Spirn’s Design Mind award highlights the innovation and vision of individuals who have had a profound impact on design theory, practice, and fostered more public awareness of design. Spirn, the Cecil and Ida Green Distinguished Professor of Landscape Architecture and Planning, is an author, landscape architect, and photographer. Her first book, The Granite Garden: Urban Nature and Human Design (Basic Books, 1984) is listed as one of the 100 most influential and important books in the 20th century by the American Planning Association and credited with launching the ecological urbanism movement.

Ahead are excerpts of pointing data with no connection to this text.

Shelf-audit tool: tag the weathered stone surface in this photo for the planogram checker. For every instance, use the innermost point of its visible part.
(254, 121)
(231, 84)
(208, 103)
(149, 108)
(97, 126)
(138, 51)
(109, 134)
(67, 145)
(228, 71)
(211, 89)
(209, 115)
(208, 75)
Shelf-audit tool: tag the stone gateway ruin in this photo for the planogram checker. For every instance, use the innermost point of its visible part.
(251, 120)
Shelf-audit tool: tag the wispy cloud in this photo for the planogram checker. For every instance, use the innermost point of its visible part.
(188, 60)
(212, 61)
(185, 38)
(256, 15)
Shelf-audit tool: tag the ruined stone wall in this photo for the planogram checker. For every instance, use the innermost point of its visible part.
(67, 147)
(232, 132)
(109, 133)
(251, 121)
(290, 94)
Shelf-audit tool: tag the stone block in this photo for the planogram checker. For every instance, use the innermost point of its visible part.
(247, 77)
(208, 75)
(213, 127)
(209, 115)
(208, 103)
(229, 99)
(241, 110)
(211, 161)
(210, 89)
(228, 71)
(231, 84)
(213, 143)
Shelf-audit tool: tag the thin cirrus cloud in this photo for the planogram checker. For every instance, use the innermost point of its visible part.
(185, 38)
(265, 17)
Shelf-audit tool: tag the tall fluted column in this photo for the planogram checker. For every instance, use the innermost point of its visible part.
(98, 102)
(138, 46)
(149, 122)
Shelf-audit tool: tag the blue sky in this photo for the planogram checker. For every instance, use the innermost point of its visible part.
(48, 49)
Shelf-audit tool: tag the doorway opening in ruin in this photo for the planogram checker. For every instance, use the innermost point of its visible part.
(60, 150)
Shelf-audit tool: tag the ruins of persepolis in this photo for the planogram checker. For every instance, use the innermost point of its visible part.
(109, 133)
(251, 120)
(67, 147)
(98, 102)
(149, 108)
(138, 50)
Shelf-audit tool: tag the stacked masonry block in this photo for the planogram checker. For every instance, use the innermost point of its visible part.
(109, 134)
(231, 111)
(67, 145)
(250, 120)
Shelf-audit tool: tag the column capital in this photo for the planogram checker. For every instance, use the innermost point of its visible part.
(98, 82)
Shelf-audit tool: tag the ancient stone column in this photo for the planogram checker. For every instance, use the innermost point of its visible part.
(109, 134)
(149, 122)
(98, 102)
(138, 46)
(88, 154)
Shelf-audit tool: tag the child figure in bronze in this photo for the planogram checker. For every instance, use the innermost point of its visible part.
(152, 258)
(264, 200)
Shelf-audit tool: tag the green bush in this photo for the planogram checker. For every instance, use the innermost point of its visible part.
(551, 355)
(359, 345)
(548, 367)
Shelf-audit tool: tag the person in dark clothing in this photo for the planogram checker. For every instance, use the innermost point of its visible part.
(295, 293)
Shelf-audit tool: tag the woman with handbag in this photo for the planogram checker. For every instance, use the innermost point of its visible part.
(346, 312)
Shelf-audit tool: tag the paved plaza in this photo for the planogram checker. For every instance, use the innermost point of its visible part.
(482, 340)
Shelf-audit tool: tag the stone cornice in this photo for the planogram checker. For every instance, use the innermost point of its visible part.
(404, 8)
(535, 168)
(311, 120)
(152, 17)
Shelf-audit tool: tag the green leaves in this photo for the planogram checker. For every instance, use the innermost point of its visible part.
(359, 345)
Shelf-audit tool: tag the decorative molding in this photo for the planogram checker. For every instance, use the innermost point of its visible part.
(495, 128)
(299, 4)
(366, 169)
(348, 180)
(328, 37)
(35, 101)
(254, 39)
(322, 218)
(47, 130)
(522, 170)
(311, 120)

Spirn’s work, highlighted on the Cooper Hewitt award page, demonstrates her fluidity in navigating the fields of landscape architecture and urban design and planning, writing, innovating in new mediums of teaching and learning, as well as her eye for photography. Speaking to her unconventional approach to defining design, Sprin said, “design is for me the habit of looking for opportunities where others see problems and then devising solutions that address seemingly unrelated concerns, such as polluted water, impoverished neighborhoods, and troubled schools.” Projects such as West Philadelphia Landscape Project (WPLP), embody Spirn’s ethos of utilizing design practice to develop and test theory, which then critiques practice, allowing for a cyclical process of reflection and engagement. Through sustained community participation, environmental and design education, and watershed management the WPLP has impacted the lives of local residents and served as a model for other communities to advocate for development, environmental restoration, and educational reform.

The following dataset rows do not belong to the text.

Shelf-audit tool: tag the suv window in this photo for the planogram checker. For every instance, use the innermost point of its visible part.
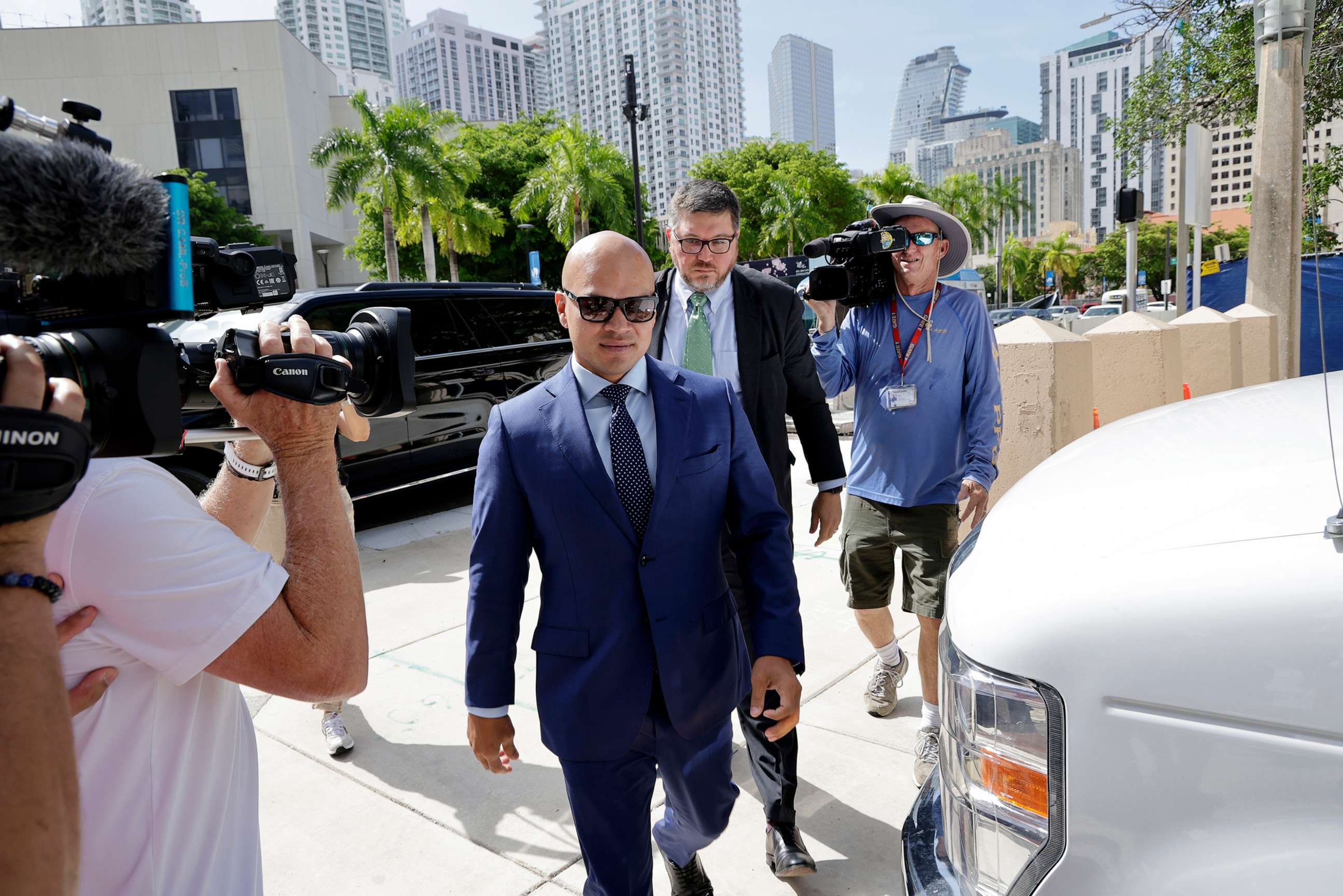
(433, 330)
(511, 321)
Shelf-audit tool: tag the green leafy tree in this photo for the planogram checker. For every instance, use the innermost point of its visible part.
(789, 212)
(396, 148)
(1063, 257)
(892, 184)
(967, 198)
(750, 171)
(1020, 266)
(212, 217)
(581, 175)
(370, 250)
(1210, 73)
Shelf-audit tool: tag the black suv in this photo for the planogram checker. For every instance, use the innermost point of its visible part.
(476, 346)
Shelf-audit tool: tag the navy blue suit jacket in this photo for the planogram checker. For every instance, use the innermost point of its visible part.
(614, 609)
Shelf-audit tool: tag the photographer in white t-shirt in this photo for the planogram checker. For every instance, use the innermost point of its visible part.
(187, 610)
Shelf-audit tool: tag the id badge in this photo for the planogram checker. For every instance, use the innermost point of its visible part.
(899, 396)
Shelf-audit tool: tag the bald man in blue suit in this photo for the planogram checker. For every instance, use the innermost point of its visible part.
(620, 473)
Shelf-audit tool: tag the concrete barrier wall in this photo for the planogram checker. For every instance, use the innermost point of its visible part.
(1047, 380)
(1135, 366)
(1259, 344)
(1210, 351)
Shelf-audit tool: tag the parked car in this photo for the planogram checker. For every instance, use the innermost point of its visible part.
(1162, 709)
(476, 346)
(1118, 296)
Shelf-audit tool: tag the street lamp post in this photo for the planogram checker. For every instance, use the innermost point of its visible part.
(527, 250)
(634, 113)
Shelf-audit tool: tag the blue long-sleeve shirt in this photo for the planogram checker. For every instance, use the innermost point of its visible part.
(919, 454)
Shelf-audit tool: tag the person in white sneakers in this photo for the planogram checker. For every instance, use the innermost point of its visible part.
(927, 430)
(272, 539)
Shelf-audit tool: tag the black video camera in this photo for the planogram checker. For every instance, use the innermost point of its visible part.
(859, 272)
(93, 255)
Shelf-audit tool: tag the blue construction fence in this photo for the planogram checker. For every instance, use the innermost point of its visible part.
(1226, 289)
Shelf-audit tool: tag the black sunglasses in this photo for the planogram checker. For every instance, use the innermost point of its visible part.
(598, 309)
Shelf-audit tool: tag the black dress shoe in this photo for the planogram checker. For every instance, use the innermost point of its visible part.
(689, 880)
(785, 852)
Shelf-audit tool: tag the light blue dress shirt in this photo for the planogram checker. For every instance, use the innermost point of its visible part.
(638, 403)
(597, 407)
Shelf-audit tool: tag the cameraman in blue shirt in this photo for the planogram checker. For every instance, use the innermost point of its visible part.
(927, 430)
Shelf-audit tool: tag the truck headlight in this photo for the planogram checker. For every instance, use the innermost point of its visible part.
(1002, 773)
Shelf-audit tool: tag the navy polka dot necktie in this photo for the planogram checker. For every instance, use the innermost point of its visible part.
(627, 463)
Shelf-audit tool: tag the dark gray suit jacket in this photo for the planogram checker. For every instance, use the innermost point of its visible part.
(778, 377)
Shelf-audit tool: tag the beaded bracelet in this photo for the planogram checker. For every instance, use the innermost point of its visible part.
(28, 581)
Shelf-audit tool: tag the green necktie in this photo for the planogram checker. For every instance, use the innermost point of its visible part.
(699, 347)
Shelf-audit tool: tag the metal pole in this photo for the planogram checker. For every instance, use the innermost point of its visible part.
(1131, 265)
(634, 113)
(1198, 265)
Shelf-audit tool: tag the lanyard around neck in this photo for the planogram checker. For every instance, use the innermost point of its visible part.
(924, 323)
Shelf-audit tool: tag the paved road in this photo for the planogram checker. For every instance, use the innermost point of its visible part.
(409, 810)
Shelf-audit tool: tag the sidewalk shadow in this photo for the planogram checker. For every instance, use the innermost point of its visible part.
(453, 777)
(870, 847)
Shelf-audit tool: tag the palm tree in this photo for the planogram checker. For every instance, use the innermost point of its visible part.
(1004, 198)
(1016, 264)
(396, 144)
(457, 171)
(1060, 257)
(582, 175)
(790, 212)
(966, 198)
(892, 184)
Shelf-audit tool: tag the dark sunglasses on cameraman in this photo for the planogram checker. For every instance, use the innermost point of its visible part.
(923, 238)
(598, 309)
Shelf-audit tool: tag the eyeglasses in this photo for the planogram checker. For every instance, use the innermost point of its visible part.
(692, 246)
(599, 309)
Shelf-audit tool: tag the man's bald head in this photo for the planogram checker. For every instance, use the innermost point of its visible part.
(607, 264)
(610, 266)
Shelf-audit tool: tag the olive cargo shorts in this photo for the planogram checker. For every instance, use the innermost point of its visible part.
(926, 536)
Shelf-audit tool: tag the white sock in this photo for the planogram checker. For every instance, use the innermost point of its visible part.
(891, 653)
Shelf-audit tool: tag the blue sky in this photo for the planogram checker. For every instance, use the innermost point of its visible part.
(872, 42)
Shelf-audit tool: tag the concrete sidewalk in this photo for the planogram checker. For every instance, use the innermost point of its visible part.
(410, 810)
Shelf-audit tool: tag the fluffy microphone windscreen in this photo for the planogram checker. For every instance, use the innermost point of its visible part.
(70, 209)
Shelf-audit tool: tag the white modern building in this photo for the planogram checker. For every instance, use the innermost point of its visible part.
(137, 12)
(802, 93)
(931, 89)
(352, 37)
(538, 72)
(242, 101)
(1051, 178)
(1084, 87)
(479, 74)
(688, 64)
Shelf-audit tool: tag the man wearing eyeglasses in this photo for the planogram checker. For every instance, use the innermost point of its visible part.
(621, 473)
(746, 327)
(927, 430)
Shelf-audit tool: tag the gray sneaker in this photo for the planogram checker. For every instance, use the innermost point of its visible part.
(926, 752)
(881, 687)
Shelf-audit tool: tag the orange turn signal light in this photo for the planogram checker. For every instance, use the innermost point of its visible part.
(1016, 784)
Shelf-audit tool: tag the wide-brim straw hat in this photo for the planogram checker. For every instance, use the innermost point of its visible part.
(956, 234)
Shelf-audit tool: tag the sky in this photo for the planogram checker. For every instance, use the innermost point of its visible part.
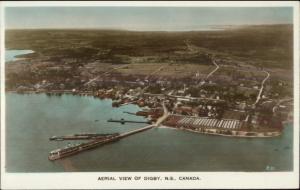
(143, 18)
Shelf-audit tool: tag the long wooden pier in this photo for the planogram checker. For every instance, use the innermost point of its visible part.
(68, 151)
(123, 121)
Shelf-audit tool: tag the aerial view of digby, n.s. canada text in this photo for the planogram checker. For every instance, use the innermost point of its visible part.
(149, 88)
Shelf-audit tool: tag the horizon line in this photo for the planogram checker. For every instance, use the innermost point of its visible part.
(213, 28)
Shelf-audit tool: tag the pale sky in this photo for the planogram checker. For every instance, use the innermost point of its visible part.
(143, 18)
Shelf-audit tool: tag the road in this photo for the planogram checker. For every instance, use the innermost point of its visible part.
(154, 72)
(280, 101)
(260, 92)
(217, 67)
(193, 49)
(261, 88)
(163, 117)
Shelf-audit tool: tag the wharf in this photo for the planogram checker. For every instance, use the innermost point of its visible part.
(123, 121)
(68, 151)
(82, 136)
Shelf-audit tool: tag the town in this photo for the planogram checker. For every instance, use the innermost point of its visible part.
(203, 90)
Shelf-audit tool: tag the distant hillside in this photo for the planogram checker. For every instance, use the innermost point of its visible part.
(269, 46)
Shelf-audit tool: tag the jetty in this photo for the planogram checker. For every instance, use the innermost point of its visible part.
(123, 121)
(83, 136)
(77, 148)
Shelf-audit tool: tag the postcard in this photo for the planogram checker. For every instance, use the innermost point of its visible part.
(147, 95)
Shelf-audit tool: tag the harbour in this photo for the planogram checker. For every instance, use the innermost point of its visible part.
(157, 149)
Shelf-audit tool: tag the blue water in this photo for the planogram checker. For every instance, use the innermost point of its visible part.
(10, 55)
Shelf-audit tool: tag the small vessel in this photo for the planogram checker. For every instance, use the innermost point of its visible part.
(72, 149)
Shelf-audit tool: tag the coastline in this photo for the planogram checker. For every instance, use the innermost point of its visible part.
(238, 134)
(243, 135)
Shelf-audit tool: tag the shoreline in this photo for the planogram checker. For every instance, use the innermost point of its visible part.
(239, 134)
(259, 135)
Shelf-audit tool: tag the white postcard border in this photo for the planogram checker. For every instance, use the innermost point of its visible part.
(84, 180)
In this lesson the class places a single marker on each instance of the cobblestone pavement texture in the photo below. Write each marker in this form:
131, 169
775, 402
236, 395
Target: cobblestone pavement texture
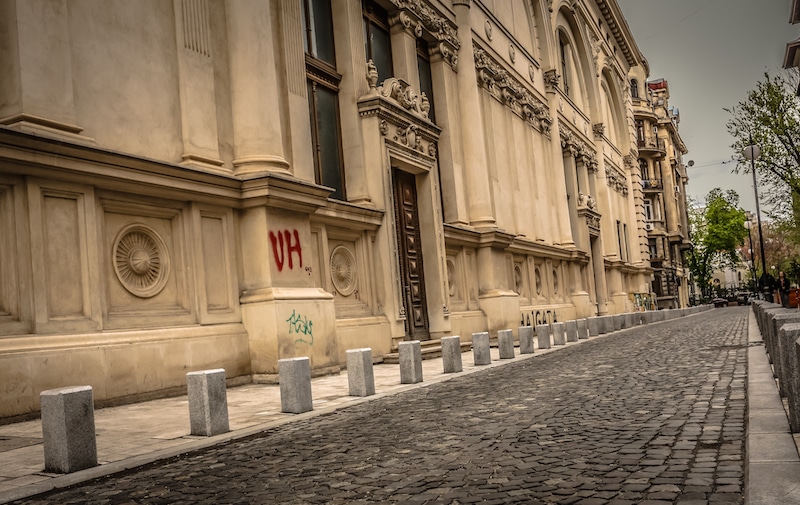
653, 415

“All ten of this year’s winners present a powerful design perspective and body of work that is at once inclusive and deeply personal, accompanied by great achievement, humanity and social impact,” Caroline Baumann, director of Cooper Hewitt, said in a statement. Cooper Hewitt, Smithsonian Design Museum is one of nineteen museums that comprise the Smithsonian Institution and the only museum in the United States dedicated to historical and contemporary design. Founded in 1896, the Cooper Hewitt began the National Design Award in 2000 as an official project of the White House Millennium Council. The annual awards celebrate design as a vital humanistic tool in shaping the world and seeks to increase national awareness of the impact of design.

“We could not be more proud of Anne and the National Design Award’s recognition of her level of influence in integrating urban and natural environments, not only for designers and planners, but for the general public,” said Eran Ben-Joseph, head of the Department of Urban Studies and Planning. “Anne’s work has been transformative for how we all see, act, and value our surroundings, which is a profound contribution to design theory and practice.”

A gala to celebrate the winners will be held at the Arthur Ross Terrace and Garden at Cooper Hewitt in New York City on October 18th, 2018.